The RATS Software Forum

Hi, I am trying to fit a transfer function model to estimate the impact of a shock on an exogenous variable (z) on the “endogenous” variable (y). The model has the general form described in Enders book (3er ed) pg 285: y_t = A(L)y_t-1+C(L)z_t+B(L)e_t.
I used the “boxjenk” instruction to fit the z’s and y’s ARMA best equations based on the steps mentioned on the same book. I think I already have a fairly good model for both for the z and the y variables. By using the “impulse” instruction I get the response of the y variable to a unit shock on z. This was fairly straightforward, but now I want the confidence intervals of the “impulse” output. This is what I don’t know how to get. May I get some help?

When you say you have a model for Z, does that mean that you're doing the impulse responses on a two equation system---the transfer function model for Y plus a separate ARIMA model for Z?

That is correct Sir.

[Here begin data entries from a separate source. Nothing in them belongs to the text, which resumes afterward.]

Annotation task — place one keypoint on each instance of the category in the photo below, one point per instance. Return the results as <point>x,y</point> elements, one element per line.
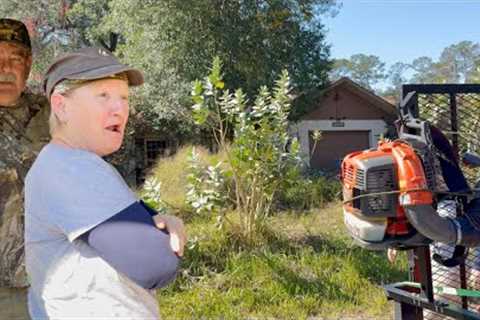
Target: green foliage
<point>257,157</point>
<point>175,40</point>
<point>205,188</point>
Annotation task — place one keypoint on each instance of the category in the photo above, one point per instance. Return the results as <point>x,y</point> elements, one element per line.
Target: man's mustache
<point>7,77</point>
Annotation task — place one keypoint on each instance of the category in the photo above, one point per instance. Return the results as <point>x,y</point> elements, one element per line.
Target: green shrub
<point>258,160</point>
<point>172,175</point>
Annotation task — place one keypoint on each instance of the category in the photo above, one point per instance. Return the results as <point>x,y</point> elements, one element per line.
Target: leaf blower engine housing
<point>374,183</point>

My equation for z is an AR(1), estimated with:
“boxjenk(define=z_eq, AR=1) z”,

and my equation for y is an ARMA(2,1), and I am estimating it with:
“boxjenk(define=y_eq,ar=2,ma=||1||,inputs=1) y
# z 0 0 1”

This allows me to get the response of y (and z) to a unit shock on z with:
"group modelo z_eq y_eq
impulse(model=modelo,shocks=||1.0,0.0||,steps=12,results=IRF)"

The output of this is a (12,2) array containing the response of z and y for 12 periods, but I need also the confidence interval of those responses.

Unfortunately, that will be rather complicated---you would have to do either importance sampling or Metropolis-Gibbs to handle the transfer function.